You now have a good reason to suspect that the food you have ordered for lunch in a nearby restaurant is to blame for your sudden bouts with diarrhea, vomiting and stomach pain.

A new report from the Centers for Disease Control and Prevention (CDC) suggests that individuals who have contracted norovirus infection have likely got them through contaminated food from restaurants. In its report released on Tuesday, the CDC revealed that infected food workers are responsible for about 70 percent of all norovirus outbreaks that occurred between 2009 and 2012.

Norovirus is the number one cause of food-borne illnesses in the United States causing sickness in up to 21 million individuals per year. The virus, which causes either the stomach or the intestines to get inflamed, is also accountable for up to 71,000 hospitalizations and over 500,000 deaths per year.

CDC's findings, which were published in its Morbidity and Mortality Weekly Report (MMWR) on Tuesday, were based on data from the National Outbreak Reporting System (NORS) on norovirus outbreaks from 2009 to 2012. An analysis of data of acute gastroenteritis outbreak reports reveals that there were 1,008 norovirus outbreaks during the period.

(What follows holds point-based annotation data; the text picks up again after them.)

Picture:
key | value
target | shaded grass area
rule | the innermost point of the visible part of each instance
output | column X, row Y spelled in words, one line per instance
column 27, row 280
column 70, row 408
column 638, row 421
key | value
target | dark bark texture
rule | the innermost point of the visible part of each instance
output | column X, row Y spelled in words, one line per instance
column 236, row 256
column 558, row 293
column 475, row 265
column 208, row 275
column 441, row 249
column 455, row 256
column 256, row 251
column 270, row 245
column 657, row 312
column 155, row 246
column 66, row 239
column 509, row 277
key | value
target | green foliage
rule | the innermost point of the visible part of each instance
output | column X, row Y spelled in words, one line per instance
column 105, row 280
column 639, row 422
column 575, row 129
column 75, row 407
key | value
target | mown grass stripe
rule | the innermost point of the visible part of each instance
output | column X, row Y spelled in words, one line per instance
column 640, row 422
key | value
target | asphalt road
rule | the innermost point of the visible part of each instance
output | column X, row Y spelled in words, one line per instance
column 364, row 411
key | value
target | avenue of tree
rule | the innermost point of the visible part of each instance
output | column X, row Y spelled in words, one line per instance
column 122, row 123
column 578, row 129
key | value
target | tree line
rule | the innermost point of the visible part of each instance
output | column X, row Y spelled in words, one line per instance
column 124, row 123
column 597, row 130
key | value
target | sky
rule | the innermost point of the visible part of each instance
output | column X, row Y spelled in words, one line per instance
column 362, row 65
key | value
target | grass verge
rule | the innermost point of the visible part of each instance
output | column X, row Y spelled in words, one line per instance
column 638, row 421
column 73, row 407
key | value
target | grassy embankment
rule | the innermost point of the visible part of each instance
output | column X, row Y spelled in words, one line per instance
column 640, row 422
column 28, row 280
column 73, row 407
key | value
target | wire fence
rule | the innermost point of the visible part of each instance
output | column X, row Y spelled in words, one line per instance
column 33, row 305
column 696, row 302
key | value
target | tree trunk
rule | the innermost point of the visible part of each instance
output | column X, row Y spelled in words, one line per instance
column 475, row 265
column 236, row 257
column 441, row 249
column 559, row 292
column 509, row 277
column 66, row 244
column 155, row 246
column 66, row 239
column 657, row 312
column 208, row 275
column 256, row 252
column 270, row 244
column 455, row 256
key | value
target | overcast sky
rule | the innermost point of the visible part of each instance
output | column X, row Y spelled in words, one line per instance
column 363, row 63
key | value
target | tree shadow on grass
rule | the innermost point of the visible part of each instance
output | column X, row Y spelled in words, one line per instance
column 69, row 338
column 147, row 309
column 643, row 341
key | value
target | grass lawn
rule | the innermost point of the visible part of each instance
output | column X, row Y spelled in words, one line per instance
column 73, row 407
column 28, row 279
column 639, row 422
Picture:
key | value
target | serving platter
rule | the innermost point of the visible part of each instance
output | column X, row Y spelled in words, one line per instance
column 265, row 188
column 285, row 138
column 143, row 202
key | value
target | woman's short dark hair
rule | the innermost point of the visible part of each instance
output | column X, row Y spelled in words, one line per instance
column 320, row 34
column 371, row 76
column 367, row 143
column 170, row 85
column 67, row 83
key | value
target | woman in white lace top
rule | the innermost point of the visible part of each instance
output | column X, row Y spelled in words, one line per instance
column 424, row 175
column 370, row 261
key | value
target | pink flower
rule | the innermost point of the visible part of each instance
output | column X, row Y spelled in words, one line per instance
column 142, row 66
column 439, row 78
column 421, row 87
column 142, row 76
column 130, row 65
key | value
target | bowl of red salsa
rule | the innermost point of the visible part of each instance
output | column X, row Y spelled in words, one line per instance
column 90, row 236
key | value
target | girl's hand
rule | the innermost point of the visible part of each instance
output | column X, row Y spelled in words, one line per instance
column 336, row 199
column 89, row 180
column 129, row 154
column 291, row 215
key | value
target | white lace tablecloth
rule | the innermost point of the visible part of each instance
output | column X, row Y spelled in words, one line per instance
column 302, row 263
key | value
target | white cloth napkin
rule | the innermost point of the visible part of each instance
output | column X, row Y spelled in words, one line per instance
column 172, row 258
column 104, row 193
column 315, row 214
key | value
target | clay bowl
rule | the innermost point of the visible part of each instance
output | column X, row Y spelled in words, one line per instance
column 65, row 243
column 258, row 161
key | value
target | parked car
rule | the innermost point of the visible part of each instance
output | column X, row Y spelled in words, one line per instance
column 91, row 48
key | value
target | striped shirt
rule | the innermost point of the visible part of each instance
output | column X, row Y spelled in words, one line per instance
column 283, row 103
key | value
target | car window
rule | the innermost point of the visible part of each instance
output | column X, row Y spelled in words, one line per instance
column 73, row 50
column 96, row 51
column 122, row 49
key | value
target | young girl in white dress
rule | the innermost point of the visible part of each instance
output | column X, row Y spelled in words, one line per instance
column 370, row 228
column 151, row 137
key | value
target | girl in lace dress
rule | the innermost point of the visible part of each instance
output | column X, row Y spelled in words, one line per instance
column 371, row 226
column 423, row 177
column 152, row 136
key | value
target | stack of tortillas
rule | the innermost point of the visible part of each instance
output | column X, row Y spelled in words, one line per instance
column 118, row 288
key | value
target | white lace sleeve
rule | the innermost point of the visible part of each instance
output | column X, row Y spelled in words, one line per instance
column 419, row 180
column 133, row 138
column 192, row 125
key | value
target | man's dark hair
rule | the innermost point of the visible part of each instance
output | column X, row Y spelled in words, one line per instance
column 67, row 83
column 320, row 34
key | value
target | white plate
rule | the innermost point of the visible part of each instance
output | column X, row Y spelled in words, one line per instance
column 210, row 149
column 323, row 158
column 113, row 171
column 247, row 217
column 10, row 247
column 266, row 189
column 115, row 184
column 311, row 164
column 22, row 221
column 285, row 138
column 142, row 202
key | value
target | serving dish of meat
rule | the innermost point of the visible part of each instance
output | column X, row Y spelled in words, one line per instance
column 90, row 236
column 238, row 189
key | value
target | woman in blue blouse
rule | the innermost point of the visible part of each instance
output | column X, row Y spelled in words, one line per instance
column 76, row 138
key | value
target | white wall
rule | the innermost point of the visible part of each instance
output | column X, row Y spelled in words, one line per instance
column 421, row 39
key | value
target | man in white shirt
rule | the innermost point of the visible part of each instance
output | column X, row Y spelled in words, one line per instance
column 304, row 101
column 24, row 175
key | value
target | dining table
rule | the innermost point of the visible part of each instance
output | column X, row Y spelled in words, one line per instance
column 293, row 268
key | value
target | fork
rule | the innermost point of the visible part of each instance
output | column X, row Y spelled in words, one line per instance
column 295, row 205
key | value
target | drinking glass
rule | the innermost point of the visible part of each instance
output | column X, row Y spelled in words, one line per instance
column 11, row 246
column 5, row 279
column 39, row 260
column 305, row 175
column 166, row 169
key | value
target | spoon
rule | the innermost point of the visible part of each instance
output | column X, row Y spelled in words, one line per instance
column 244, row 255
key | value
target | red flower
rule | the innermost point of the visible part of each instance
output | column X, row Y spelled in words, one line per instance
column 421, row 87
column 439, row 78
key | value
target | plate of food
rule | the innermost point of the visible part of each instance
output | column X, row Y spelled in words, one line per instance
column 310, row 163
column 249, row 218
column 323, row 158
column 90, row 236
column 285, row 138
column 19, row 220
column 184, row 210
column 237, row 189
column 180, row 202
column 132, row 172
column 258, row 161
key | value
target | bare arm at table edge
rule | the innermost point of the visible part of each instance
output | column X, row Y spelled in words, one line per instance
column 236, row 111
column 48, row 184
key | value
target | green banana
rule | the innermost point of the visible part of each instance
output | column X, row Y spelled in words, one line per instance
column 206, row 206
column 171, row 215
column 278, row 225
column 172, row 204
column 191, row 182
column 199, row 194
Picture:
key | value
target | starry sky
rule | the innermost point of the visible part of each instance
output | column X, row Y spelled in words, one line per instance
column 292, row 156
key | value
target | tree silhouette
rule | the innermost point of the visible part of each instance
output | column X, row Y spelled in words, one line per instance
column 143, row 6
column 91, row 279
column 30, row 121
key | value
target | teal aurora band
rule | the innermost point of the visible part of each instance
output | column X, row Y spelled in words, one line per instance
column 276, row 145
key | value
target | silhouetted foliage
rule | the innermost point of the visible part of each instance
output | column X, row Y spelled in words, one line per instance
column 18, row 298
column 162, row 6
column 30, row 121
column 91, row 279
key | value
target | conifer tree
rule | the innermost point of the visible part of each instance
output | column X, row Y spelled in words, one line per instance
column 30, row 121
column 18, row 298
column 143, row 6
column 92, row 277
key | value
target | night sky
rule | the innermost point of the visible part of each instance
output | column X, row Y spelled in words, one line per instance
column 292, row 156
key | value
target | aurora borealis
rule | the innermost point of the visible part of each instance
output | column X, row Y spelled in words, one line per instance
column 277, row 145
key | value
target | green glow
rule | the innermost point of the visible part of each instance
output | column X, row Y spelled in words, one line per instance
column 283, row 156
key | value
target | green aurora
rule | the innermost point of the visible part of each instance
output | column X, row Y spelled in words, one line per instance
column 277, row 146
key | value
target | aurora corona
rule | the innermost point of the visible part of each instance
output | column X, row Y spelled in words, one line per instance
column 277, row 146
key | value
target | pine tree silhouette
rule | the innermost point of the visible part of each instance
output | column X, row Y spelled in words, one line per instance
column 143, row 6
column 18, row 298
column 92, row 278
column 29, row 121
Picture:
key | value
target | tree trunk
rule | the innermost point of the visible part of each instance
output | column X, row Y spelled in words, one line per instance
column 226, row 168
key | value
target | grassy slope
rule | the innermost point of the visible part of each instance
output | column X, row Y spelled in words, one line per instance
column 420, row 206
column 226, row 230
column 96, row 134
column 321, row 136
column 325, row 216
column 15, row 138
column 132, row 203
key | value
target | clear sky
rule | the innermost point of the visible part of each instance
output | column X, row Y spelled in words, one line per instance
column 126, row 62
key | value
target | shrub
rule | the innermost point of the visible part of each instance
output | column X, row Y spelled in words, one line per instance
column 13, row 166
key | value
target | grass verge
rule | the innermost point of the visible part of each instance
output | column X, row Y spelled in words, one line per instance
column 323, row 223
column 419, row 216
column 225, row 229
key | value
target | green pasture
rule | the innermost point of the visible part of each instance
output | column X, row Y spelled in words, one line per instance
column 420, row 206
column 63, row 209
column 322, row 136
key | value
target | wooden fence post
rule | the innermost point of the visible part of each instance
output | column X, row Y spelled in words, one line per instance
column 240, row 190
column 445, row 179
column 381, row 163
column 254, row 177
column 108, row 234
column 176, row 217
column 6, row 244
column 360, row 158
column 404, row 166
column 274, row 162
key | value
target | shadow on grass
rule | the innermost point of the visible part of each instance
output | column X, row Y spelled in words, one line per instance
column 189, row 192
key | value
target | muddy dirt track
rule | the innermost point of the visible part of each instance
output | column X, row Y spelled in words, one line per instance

Food contamination is to blame for 520 of the outbreaks and an infected food worker has something to do with 70 percent of these outbreaks. In more than half of these food-borne outbreaks, food workers were reported to have touched raw and already-cooked foods with their bare hands.

"Food service workers who have norovirus can contaminate food and make many people sick," the CDC said. "In norovirus outbreaks for which investigators reported the source of contamination, 70% are caused by infected food workers."

To prevent norovirus infection, the CDC urged the food service industry to train their food workers with safe and proper food handling practices such as the proper washing of hands and refraining from touching ready to eat foods e.g. fruits and vegetables with their bare hands. The CDC also recommends that restaurants require workers who are sick to stay at home until they get well to prevent them from infecting others and from contaminating food that people eat.

"Norovirus outbreaks from contaminated food in restaurants are far too common." CDC Director Tom Frieden said. "All who prepare food, especially the food service industry, can do more to create a work environment that promotes food safety and ensures that workers adhere to food safety laws and regulations that are already in place."